它現在大約3歲,在獅子中,已經是個大男孩了,要稱體重的話,它肯定有180千克,差不多400磅(1磅約為0.45千克),一身鬃毛漂亮且濃密。兩三歲的獅子相當於人類的青少年,這個年紀的獅子正值青春期,體內的性激素開始增加,它們覺得自己什麼都懂,不想聽建議,渴望挑戰。當時我與察沃一樣處於青春期。

查韋,有時我會這樣叫它,它真的是一頭非常友善的獅子,我經常越過圍欄跟它打招呼。有時我在它隔壁的圍欄裏與濤和拿破侖玩英式足球,這兩頭獅子從小就和我認識,察沃就會在我們旁邊跑來跑去。

察沃來到我工作的獅子公園幾個月後,我們就成了朋友。即便如此,察沃還是一直有些地方不太對勁。

某一個星期天,是我繼侄子尼古拉斯的8歲生日。為了給他慶祝生日,我們全家人相約一起到我工作的南非獅子公園玩,獅子公園就在約翰內斯堡北郊的穆爾德斯德裏夫。當年這座獅子公園的四周還是一片荒野,離城市很遠,不像現在公園裏的獅子幾乎都能在門前就抓到活人。因為原本遼闊且青草遍地的草原被人們逐年占用,人們競相修建的住宅小區和違規搭建的野營房為約翰內斯堡豎起一麵造價不菲的城牆,並不斷向外擴張。還有南非富人為躲開這座城市裏臭名昭著的暴力犯罪而修建的藏身宅邸,他們的傭人和園丁就在營地上用錫和硬紙板搭建起臨時棚屋。這些棚屋在通往獅子公園的路上隨處可見。

如今,前來參觀這個獅子公園的遊客可以與幼獅做互動遊戲;可以近距離地看到鬣狗、獵豹、野狗、豹以及其他肉食動物;可以乘車穿過圍欄到裏麵更寬闊的空間去看野生的獅子和其他哺乳動物,如長頸鹿、牛羚、黑斑羚;還可以一覽非洲叢林風情,雖然觀光車上講解配音的嗡嗡聲像是交通噪聲,而且從約翰內斯堡過來要花很長時間。當時我的媽媽、姐姐和姐夫、幾個侄子侄女,還有叔叔阿姨,全都被塞進一輛卡車,就是我們在露天場地比賽時玩的那種車。這樣的車滿公園都是,它們行駛在公園裏,像是一個個裝有輪子的移動盒子。卡車外部裝著鋼絲網,這是為了防止車內乘客受到公園裏獅子的襲擊,當然,也是為了避免乘客傷害獅子。我們停下來與幾頭可愛的幼獅拍了幾張照片後,就由我做導遊帶領大家遊覽這個公園的其他地方。

當時,我對獅子知之甚少,不過我自認為很了解。盡管當時我並不是所有的時間都在獅子公園裏,但圍欄裏麵的獅子們都很信任我。我跟其他動物管理員不同,我不會隨身帶根棍子。

“你瘋了,小夥子。”其他人會這樣說。當時我不認為我瘋了,因為我不需要拿根棍子去跟一隻動物交朋友。很早以前,我就被視為異類,一個反叛者,我跟動物的相處方式不同尋常是出了名的。我將濤和拿破侖視為手足,我與它們在相處當中建立了一種相互信任、相互尊重的關係。在它們六七個月大的時候,我們就認識了,一直以來我們都在一起,我習慣了跟它們一起躺在草地上,而不是拿著棍子或鞭子嗬斥它們。
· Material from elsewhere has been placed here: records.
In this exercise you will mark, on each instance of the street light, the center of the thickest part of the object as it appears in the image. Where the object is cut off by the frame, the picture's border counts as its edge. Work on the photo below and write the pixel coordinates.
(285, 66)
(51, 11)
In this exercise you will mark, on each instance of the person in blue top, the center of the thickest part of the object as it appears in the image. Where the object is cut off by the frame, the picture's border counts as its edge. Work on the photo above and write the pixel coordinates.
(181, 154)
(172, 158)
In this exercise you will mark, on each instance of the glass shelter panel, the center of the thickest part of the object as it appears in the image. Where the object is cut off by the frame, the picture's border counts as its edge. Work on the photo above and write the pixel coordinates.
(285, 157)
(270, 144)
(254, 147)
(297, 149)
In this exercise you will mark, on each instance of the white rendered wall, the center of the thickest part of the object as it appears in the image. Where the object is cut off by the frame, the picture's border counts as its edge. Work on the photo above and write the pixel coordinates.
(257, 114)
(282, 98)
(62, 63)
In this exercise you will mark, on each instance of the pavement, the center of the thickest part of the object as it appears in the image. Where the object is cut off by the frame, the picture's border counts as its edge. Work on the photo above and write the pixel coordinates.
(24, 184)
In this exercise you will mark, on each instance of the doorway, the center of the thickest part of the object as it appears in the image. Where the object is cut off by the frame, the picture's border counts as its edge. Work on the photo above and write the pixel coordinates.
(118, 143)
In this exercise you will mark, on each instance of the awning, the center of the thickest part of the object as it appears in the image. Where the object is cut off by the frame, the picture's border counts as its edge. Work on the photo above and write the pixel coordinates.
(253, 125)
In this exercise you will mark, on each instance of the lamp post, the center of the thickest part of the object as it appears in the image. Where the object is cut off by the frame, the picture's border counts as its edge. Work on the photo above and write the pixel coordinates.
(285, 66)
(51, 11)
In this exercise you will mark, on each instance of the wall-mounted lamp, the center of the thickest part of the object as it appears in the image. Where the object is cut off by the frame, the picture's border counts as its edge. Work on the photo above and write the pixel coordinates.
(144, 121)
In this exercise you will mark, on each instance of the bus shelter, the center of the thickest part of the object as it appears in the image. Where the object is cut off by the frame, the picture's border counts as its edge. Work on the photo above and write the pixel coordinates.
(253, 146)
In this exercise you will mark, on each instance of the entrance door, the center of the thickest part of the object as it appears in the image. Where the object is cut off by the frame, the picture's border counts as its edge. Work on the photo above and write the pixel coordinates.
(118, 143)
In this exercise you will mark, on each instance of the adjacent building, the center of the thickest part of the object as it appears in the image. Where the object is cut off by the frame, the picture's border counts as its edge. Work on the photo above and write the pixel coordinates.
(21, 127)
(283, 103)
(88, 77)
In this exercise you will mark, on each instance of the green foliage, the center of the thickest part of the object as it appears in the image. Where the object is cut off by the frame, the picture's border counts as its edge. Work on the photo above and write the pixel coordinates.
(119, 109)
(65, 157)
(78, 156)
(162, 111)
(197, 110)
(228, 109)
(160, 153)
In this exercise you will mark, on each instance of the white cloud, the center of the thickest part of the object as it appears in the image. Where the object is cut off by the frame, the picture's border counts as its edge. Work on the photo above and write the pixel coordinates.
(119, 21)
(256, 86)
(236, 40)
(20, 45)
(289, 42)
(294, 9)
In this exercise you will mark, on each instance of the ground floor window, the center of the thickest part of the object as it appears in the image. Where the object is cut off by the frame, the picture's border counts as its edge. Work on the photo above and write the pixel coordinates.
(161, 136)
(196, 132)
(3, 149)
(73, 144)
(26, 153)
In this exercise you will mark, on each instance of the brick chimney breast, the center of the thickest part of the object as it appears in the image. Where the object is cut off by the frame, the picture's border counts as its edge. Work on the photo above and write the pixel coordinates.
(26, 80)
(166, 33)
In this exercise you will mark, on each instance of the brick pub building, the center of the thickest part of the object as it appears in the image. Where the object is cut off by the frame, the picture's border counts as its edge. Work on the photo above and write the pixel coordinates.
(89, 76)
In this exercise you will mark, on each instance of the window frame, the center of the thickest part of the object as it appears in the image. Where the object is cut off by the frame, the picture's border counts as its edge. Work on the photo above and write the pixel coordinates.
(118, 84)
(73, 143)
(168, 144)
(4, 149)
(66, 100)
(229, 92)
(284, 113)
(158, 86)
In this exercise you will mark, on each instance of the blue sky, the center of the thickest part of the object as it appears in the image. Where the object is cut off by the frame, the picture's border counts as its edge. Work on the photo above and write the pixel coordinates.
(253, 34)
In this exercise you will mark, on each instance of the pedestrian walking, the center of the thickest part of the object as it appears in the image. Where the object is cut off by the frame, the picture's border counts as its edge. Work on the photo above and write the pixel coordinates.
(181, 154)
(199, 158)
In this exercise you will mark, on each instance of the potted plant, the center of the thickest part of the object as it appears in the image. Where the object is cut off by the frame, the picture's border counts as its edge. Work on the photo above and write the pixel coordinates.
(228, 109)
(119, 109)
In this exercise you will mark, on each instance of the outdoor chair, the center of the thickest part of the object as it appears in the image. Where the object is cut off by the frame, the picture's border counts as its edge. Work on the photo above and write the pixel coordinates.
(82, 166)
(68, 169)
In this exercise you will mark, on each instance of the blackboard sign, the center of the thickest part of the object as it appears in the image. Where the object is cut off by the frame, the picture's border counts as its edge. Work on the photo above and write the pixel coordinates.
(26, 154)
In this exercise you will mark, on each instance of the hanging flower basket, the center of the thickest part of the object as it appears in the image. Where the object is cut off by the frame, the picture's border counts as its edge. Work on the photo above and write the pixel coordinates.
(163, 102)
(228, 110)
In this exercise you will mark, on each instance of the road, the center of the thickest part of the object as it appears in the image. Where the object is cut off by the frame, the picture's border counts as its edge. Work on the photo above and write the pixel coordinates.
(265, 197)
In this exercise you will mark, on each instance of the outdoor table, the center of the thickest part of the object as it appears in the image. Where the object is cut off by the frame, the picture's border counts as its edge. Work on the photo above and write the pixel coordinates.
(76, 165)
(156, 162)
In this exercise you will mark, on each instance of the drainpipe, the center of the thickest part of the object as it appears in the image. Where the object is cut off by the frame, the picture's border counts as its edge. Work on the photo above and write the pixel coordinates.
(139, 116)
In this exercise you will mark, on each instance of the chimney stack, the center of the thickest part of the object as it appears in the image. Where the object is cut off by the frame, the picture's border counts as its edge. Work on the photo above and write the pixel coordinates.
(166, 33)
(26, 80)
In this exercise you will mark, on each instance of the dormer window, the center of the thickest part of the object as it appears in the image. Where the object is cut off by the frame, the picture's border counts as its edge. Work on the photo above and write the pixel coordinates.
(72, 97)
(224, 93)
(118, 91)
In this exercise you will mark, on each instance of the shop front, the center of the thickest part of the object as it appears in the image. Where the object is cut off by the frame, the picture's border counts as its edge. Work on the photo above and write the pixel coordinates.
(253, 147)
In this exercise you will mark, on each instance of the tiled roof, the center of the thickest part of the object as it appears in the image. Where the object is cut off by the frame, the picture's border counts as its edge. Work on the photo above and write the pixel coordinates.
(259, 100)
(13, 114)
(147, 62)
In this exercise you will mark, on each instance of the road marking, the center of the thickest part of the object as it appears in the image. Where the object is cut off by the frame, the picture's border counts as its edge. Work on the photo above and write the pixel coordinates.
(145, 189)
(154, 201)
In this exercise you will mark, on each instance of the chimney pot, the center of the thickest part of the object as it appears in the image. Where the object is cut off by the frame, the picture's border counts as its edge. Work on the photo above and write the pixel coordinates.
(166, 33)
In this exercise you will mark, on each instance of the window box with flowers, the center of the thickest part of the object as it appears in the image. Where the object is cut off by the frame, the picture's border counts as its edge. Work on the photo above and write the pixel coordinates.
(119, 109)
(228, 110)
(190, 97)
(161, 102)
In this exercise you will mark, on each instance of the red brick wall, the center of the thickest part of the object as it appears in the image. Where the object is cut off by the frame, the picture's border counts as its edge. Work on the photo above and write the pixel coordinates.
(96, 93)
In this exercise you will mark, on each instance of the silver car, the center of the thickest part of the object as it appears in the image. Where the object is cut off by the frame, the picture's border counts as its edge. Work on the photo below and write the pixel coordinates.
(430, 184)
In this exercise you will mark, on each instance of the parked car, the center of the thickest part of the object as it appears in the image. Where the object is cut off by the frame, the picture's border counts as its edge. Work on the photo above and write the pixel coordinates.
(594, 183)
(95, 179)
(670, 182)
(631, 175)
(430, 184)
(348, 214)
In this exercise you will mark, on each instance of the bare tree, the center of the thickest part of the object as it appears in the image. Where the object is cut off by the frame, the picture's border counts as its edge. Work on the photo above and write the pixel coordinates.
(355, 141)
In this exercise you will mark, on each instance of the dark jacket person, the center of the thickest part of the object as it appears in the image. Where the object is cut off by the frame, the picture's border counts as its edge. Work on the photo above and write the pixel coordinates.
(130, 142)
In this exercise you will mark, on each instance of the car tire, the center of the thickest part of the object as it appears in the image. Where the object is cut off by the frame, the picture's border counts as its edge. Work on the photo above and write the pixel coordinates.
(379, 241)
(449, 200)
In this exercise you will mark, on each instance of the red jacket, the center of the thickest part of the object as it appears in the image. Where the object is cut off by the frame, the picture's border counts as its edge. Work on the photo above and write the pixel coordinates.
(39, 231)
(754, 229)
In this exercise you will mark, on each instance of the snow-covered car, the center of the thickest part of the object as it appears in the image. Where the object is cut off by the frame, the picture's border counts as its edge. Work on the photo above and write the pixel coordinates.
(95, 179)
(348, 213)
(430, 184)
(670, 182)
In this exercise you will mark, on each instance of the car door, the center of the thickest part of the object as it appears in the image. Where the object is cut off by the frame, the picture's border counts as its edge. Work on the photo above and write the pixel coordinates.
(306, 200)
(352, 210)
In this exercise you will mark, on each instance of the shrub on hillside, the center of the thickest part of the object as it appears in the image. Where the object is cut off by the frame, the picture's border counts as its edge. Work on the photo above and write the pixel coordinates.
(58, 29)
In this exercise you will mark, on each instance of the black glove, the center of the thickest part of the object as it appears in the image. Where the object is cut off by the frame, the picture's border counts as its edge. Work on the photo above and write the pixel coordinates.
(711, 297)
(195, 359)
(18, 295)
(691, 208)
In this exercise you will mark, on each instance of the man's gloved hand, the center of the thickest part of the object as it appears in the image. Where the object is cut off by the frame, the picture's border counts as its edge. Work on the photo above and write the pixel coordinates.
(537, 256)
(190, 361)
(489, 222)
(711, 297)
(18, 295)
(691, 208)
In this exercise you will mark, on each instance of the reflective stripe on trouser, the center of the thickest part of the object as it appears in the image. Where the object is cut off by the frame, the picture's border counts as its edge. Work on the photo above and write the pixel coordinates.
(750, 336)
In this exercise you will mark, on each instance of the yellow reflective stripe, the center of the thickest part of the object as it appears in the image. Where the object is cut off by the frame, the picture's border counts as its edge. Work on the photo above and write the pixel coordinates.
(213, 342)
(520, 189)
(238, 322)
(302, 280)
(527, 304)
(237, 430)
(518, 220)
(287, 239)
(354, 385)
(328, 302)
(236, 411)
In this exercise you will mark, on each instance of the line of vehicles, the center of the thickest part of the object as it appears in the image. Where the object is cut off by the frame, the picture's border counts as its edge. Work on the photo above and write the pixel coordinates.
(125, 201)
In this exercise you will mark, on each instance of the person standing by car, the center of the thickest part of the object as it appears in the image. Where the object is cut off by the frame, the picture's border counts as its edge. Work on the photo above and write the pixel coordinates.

有時,跟動物在一起時,如果你手上有棍子,就必須把它放下。“無論如何,”我會對反對者們這樣說,“如果一頭獅子真的想吃你,一根棍子頂什麼用呢?”

那天是南非高原無數個完美秋日中的一天。天空高遠湛藍,無邊無際,空氣涼爽清新,草原還有一抹碧綠。可等到又長又幹燥的冬天結束時,大地就會變成一片金色。這次戶外旅行,所有家庭成員都玩得很高興,不過他們一路上隻是透過車窗觀賞外麵的風景,敢走進圍欄的隻有凱文叔叔,他進去逗他喜歡的兩頭獅子——濤和拿破侖。當時我抱著濤和拿破侖,跟它們頭頂著頭表示歡迎,還讓親戚們看我們踢英式足球。現在回想起來,那時我覺得能給遊客來一場精彩的人獅表演實在是太重要了。